Sell high, buy low
— but backwards.
Short selling flips the script: borrow shares, sell first, buy back later. Profit when prices fall, burn when they rise. Play with mechanics, compare with puts, accelerate with margin, and survive the squeeze.
How shorting works
Borrow, sell, buyback, return — the four steps that make a short. Every day you hold, borrow costs accrue.
You borrow shares from your broker, sell them at market, and hope to buy them back cheaper later. The borrow fee is an annualized cost deducted daily — hard-to-borrow stocks can charge 20%+.
You buy back 100 shares at $85 — pocketing $1,500 before fees.
Shorting equities vs. buying puts
Two ways to bet against a stock — one with unlimited loss, one with defined risk and time decay.
Shorting stock exposes you to unlimited loss if the price rises. A put option caps your loss at the premium paid — but decays daily (theta) and requires getting the direction and timing right.
Shorting with margin — the accelerator
Margin lets you short more shares with less cash. But a rising stock erodes equity fast.
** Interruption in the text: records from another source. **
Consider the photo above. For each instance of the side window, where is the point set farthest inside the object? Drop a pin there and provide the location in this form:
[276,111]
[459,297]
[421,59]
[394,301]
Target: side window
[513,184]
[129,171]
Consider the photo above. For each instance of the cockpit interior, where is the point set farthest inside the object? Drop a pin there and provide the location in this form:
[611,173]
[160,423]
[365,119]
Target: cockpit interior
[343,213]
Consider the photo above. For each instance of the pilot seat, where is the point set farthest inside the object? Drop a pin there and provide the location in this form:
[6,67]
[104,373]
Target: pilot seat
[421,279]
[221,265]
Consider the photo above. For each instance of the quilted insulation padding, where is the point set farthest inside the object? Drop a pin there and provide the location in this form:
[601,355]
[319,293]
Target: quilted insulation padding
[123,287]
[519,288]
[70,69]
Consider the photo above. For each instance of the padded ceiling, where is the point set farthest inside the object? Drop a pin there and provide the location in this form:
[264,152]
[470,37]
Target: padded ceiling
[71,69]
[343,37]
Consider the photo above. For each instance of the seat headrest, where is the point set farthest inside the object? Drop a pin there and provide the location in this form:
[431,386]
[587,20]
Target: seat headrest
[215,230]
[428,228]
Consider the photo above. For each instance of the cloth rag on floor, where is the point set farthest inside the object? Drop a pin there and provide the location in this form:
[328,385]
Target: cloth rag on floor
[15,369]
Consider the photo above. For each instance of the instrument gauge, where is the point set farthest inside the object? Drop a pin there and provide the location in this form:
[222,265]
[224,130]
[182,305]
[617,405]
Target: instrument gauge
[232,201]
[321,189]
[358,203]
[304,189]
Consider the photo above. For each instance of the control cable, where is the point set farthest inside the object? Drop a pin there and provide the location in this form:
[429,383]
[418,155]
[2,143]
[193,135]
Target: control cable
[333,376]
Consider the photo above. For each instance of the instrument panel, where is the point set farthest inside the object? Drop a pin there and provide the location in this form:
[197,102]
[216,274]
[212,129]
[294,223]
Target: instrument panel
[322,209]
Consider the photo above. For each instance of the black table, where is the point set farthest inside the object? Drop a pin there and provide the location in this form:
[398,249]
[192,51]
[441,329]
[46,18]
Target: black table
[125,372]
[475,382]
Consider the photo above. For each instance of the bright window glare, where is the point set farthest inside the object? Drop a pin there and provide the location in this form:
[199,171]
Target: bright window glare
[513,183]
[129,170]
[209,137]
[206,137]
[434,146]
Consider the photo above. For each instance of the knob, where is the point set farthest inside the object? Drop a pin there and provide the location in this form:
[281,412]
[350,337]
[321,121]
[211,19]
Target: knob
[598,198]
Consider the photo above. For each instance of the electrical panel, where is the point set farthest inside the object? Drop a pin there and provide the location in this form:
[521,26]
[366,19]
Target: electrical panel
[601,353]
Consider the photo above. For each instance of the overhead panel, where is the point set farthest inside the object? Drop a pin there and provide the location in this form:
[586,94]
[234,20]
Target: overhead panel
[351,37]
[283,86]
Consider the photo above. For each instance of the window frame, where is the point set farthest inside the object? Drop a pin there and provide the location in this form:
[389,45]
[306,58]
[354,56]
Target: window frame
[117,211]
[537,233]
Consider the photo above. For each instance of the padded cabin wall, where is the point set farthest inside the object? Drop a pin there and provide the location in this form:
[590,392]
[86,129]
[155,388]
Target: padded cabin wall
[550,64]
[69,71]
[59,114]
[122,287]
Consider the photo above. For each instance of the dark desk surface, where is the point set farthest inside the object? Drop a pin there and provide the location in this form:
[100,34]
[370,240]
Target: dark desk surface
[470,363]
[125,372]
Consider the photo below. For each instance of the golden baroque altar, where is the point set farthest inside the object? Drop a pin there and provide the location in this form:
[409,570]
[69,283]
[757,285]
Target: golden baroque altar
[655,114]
Shorting on margin works differently from long margin. Reg T requires 150% of the short sale proceeds as collateral. A rising stock erodes your equity — and the broker can force you to cover at the worst moment.
More cash collateral = higher call price = more room before forced cover. Thin equity on a short is playing with fire.
The short squeeze — when covering cascades
A high-SI stock rising becomes a feedback loop. Each forced cover pushes price higher.
A high short-interest stock that starts rising becomes a pressure cooker. Each round of covering pushes the price higher, forcing more shorts to cover.
- Positive catalyst pushes the stock up — shorts start losing.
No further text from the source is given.